The Attempt at a Solution

My try- To make the limits for both identical, I substituted $$x=sin\theta$$ in the first integral, and then tried to make use of the properties of definite integrals ( replacing $$f(\theta)$$ by $$f(\pi/2-\theta)$$ etc), but no real progress was made. I then tried $$x=arcsint$$ for the second one, but no result.

Now I really doubt if there is something wrong with the question itself, or am I just being really silly. Please help me here. Thanks in advance!

 

[member 587159]

I did not look to closely at this exercise, so I might be misleading you here.

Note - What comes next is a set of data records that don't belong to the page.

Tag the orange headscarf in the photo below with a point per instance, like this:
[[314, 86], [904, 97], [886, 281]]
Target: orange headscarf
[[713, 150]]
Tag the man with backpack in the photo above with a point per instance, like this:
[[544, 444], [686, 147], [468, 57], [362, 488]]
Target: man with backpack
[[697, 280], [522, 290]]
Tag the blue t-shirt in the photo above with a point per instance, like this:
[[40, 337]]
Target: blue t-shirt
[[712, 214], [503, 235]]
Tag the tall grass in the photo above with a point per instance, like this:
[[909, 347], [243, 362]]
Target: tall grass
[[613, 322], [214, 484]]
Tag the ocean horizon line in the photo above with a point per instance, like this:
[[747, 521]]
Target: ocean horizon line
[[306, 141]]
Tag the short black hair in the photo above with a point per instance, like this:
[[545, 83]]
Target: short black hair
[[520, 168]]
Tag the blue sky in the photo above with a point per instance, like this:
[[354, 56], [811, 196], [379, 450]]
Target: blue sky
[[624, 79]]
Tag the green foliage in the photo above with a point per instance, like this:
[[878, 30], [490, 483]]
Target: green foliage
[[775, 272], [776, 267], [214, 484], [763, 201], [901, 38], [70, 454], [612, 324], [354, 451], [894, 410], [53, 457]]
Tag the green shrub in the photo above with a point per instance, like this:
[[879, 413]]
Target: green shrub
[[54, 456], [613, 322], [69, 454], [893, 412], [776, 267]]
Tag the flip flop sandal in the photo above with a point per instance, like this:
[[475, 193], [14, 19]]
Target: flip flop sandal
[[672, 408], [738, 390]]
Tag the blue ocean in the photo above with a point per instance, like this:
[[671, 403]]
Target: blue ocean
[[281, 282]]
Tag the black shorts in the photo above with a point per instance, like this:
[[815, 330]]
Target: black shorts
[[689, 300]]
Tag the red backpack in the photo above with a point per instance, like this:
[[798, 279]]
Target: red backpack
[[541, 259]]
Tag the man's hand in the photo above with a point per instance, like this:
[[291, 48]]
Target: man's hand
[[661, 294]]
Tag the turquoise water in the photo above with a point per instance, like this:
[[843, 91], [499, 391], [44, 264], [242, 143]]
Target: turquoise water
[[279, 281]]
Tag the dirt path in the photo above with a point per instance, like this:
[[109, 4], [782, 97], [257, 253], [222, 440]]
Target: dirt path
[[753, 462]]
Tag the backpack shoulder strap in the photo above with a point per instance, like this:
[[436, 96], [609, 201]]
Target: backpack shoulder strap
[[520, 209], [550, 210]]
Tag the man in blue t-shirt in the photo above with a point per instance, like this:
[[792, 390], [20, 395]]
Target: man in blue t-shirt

But, I saw, that when you substitute ##x = \arcsin t## in ##I_2##, you get:

$$I_2 = \int\limits_0^1 \frac{arcsin t}{t\sqrt{1-t^2}}dt$$ and this integral has the same bounds as ##I_1##, so maybe you can use the linearity of the definite integral or something like that?

 

[Ray Vickson]

Homework Statement

Hi all,

This problem has been troubling me for a while now; even though I have tried my best ( and filled up a rough notebook in the process). Consider $$I_1=\int_{0}^{1} \frac{tan^{-1}x}{x} dx$$$, and $$I_2=\int_{0}^{\pi/2} \frac{x}{sinx}dx$$. We are supposed to find $$\frac{I_1}{I_2}$$. The answer is $$1/2$$.

Homework Equations

The Attempt at a Solution

My try- To make the limits for both identical, I substituted $$x=sin\theta$$ in the first integral, and then tried to make use of the properties of definite integrals ( replacing $$f(\theta)$$ by $$f(\pi/2-\theta)$$ etc), but no real progress was made. I then tried $$x=arcsint$$ for the second one, but no result.

Now I really doubt if there is something wrong with the question itself, or am I just being really silly. Please help me here. Thanks in advance!

Try the substitution ##\arctan(x)=y## in ##I_1##.